Tinker Tonkin, clad only in a pair of acid green underpants, was leaning over the balcony, predatory grin etched into her sunken cheeks. She was holding a child’s plastic bucket in one arm. Her other arm, clad in a rubber kitchen glove, was buried up to the elbow in the substance inside, which was simply the nastiest fucking mess Riley had ever seen, or smelled, or heard. As Riley watched, she scooped up a fistful of it and dropped it neatly on the BMW in the parking lot below.

Schlorp.

Tinker’s abstract-line chest tattoo, all too visible in the sere complex lighting, heaved with her laughter.

“Um,” Riley said. “Tink, I think it’s about time you came inside.”

“Oh,” said Tinker, waving. “Hey, Riley.”

She dumped the rest of the bucket over the railing. The sound it made–hell, the smell–was so awful Riley instantly blacked it out.

The car alarm below was a frenzied screeching.
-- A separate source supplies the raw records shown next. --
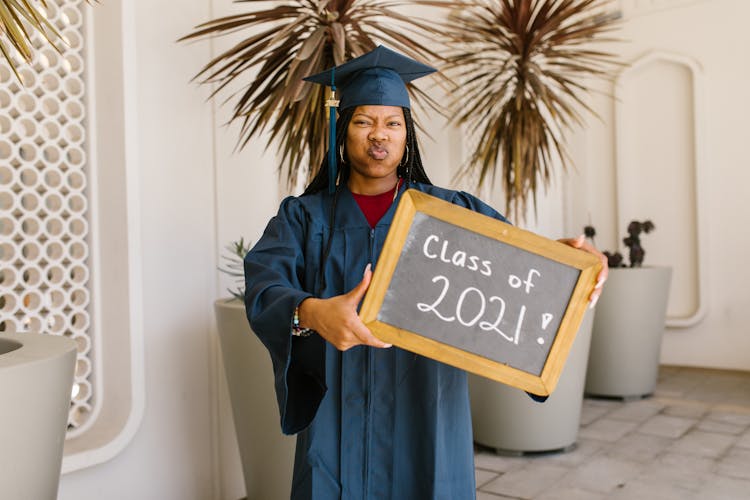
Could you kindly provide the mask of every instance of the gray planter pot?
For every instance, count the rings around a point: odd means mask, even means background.
[[[76,343],[0,335],[0,498],[57,498]]]
[[[506,454],[572,449],[581,421],[593,313],[586,312],[557,388],[546,402],[538,403],[519,389],[469,376],[476,443]]]
[[[289,498],[295,439],[284,436],[271,358],[239,301],[214,303],[248,500]]]
[[[672,269],[615,268],[596,306],[586,394],[635,398],[654,392]]]

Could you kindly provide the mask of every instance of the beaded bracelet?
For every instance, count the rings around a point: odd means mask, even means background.
[[[292,317],[292,335],[295,337],[309,337],[313,331],[312,328],[302,328],[299,326],[299,307],[295,307],[294,316]]]

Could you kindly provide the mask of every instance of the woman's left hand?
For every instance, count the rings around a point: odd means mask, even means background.
[[[592,244],[587,242],[586,236],[584,236],[583,234],[578,238],[561,238],[557,241],[559,241],[560,243],[565,243],[566,245],[570,245],[573,248],[578,248],[579,250],[583,250],[585,252],[593,254],[597,256],[601,261],[602,270],[599,271],[599,275],[596,277],[596,286],[594,286],[594,290],[591,292],[591,295],[589,295],[589,307],[594,307],[596,305],[596,301],[599,300],[599,296],[602,293],[602,286],[604,285],[604,282],[607,281],[607,276],[609,275],[607,256],[597,250],[596,247],[594,247]]]

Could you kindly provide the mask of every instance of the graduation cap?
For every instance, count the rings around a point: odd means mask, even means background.
[[[336,111],[353,106],[379,105],[411,108],[406,84],[430,73],[435,68],[378,45],[370,52],[351,61],[306,77],[304,80],[331,87],[329,106],[328,191],[336,189]],[[340,88],[341,101],[336,100]]]

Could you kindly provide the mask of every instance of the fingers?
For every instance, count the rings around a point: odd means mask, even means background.
[[[602,269],[601,271],[599,271],[599,274],[596,276],[596,285],[594,285],[594,289],[591,291],[591,294],[589,295],[589,308],[593,308],[594,306],[596,306],[596,303],[599,300],[599,296],[602,293],[604,282],[607,281],[607,277],[609,275],[609,266],[607,265],[607,256],[601,253],[599,250],[597,250],[596,247],[588,243],[586,241],[586,236],[583,234],[579,235],[577,238],[563,238],[558,241],[560,241],[561,243],[565,243],[566,245],[570,245],[573,248],[577,248],[579,250],[583,250],[585,252],[593,254],[601,262]]]
[[[368,264],[362,275],[362,281],[344,295],[321,299],[315,311],[316,330],[336,349],[346,351],[357,345],[387,348],[387,344],[375,337],[357,314],[357,306],[372,281],[372,269]],[[303,302],[304,304],[304,302]]]

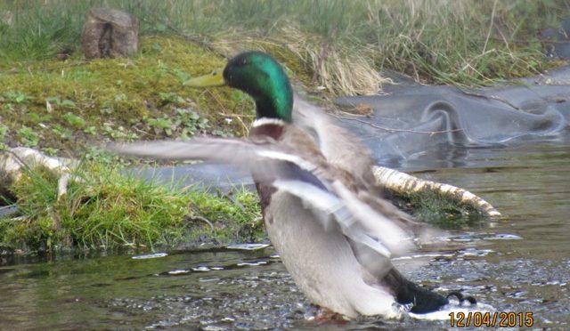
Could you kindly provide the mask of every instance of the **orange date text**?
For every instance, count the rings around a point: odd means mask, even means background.
[[[469,311],[450,312],[449,322],[452,327],[531,327],[534,325],[532,312]]]

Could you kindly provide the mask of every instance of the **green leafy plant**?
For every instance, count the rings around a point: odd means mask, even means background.
[[[81,128],[86,125],[86,120],[83,119],[83,117],[70,112],[63,115],[63,119],[65,119],[69,125],[74,127]]]
[[[33,129],[28,126],[20,127],[16,132],[16,135],[18,136],[18,140],[20,141],[20,142],[21,142],[24,146],[35,147],[39,143],[39,136],[37,135],[37,133],[36,133]]]
[[[4,92],[3,95],[7,101],[17,103],[17,104],[25,103],[34,99],[34,97],[28,95],[25,93],[20,92],[20,91]]]

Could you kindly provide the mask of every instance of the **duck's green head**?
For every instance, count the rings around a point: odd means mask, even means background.
[[[251,95],[257,118],[279,118],[291,122],[293,91],[283,68],[270,55],[246,52],[232,58],[223,73],[192,78],[185,85],[194,87],[227,85]]]

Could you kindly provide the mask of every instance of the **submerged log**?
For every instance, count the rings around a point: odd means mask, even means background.
[[[496,219],[502,216],[491,204],[466,190],[449,184],[422,180],[383,166],[375,166],[373,173],[377,184],[390,191],[401,195],[432,192],[459,204],[471,206],[489,218]]]
[[[138,51],[138,20],[127,12],[92,8],[86,16],[81,47],[86,59],[130,56]]]
[[[73,180],[71,174],[77,161],[48,157],[36,149],[14,148],[0,156],[0,187],[7,188],[17,181],[25,169],[42,166],[59,175],[58,199],[67,193],[68,183]],[[399,171],[375,166],[373,169],[377,184],[400,195],[431,192],[457,202],[473,206],[483,215],[489,218],[500,218],[501,213],[491,204],[475,194],[449,184],[422,180]]]
[[[67,194],[68,183],[71,179],[70,173],[75,166],[76,161],[71,159],[52,157],[34,149],[17,147],[0,156],[0,187],[5,190],[12,183],[17,182],[25,171],[36,166],[44,166],[60,176],[57,191],[60,199]]]

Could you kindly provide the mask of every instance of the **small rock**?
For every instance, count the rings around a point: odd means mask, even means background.
[[[86,59],[130,56],[138,51],[138,20],[110,8],[92,8],[81,33]]]

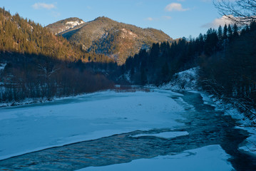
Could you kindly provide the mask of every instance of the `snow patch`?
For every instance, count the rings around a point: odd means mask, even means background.
[[[160,88],[173,90],[196,90],[198,70],[199,67],[195,67],[175,73],[170,82],[163,85]]]
[[[173,94],[175,94],[173,93]],[[172,92],[103,91],[0,108],[0,160],[114,134],[183,125]]]
[[[6,66],[7,63],[0,63],[0,71],[1,70],[4,70],[5,66]]]
[[[180,154],[158,156],[151,159],[139,159],[130,162],[102,167],[88,167],[79,171],[230,171],[234,170],[227,160],[230,157],[220,145],[212,145],[194,150],[186,150]]]
[[[155,134],[138,134],[135,135],[133,135],[131,137],[140,138],[140,137],[152,136],[152,137],[169,139],[169,138],[173,138],[176,137],[185,136],[188,135],[189,133],[187,131],[179,131],[179,132],[164,132],[164,133],[155,133]]]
“I’m doing an installation piece,” Tinker continued conversationally, as though it were the most normal thing in the world to be on your balcony in your underpants at one in the morning, dumping rotten meat products on someone’s BMW. “Mobile installation. Transistor Decay IV. It’ll go with the moving truck you helped me do last month.”

“That’s nice,” Riley lied. She tried to forget about the moving truck. “We should go back inside now.”
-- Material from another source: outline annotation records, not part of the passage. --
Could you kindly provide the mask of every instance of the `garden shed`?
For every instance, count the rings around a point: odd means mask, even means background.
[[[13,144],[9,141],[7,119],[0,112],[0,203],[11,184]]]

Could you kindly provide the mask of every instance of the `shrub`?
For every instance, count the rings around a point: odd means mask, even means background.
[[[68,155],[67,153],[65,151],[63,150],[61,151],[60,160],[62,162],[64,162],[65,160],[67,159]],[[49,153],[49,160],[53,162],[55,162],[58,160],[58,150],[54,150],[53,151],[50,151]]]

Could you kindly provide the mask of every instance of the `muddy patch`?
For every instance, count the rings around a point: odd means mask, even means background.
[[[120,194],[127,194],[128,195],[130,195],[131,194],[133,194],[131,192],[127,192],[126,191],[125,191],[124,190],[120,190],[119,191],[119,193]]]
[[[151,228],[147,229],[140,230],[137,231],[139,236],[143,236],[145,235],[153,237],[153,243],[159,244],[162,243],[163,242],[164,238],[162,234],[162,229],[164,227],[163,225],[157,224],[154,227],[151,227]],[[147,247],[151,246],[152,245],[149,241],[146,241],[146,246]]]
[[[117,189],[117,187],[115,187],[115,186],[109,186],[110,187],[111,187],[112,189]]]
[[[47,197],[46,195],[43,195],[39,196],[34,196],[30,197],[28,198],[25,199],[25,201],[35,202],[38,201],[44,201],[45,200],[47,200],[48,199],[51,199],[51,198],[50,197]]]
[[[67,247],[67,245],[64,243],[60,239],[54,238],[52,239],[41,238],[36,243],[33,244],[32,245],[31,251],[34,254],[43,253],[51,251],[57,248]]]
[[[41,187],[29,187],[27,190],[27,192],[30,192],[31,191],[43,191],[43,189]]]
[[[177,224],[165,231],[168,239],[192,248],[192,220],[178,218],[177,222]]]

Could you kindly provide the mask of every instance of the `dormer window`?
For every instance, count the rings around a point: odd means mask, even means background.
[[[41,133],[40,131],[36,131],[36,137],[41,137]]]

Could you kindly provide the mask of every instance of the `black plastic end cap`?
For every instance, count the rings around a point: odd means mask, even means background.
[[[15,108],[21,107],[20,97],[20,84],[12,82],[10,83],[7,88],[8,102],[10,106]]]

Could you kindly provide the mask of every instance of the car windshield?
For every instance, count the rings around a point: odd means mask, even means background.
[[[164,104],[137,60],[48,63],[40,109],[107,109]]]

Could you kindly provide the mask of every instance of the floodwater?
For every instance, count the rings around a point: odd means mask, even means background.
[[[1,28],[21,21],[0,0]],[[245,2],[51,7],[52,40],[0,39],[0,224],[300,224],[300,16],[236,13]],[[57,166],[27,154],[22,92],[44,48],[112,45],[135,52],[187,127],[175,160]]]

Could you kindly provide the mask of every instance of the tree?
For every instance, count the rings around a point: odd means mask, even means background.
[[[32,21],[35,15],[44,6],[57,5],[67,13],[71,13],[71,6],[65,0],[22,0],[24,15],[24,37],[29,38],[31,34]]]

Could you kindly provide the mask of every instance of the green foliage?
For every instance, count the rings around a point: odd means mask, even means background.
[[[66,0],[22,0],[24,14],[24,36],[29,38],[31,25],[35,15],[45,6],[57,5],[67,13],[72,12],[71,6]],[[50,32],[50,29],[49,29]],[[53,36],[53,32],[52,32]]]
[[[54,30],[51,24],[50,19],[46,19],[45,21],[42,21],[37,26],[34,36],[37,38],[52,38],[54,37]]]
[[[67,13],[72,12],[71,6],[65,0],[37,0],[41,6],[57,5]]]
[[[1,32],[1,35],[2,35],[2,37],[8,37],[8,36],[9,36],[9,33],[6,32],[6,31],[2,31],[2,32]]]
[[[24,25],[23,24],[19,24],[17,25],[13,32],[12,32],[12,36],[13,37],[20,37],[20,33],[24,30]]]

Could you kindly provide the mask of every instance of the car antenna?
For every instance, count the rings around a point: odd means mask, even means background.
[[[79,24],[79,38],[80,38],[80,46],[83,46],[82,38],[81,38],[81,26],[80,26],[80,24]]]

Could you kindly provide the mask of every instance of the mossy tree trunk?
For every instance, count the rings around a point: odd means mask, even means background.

“It’s so nice out here, though!” Tinker said, wriggling her bottom in what, had she been something other than a human toothpick covered in skin, would have been a lasvicious fashion. “C’mon, Ri-Ri. You never want to just hang out any more. We can make mimosas, drop SPAM on convertibles…it’ll be like old times.”

“I never dropped SPAM on anything,” Riley said, taking one of Tinker’s wasted arms and tugging. For someone who must’ve weighed about ninety pounds, she was difficult to move. “C’mon. Hup. Before somebody calls the cops.”

Tinker waved an airy gloved hand. “Nobody’ll do that,” she said. “I’m the local artist. Who’s going to call the cops on artistry?”

To punctuate this concept, she threw the bucket over the ledge as well. There was a loud crunch, and the tinkle of shattered glass.

It was only then, when a dog started barking and lights came on in the first floor apartment, that Tinker deigned to stroll back inside.

“Have it your way,” she said, as though she’d simply decided to retreat. “Let me take down the camera and I’ll grab you a beer.”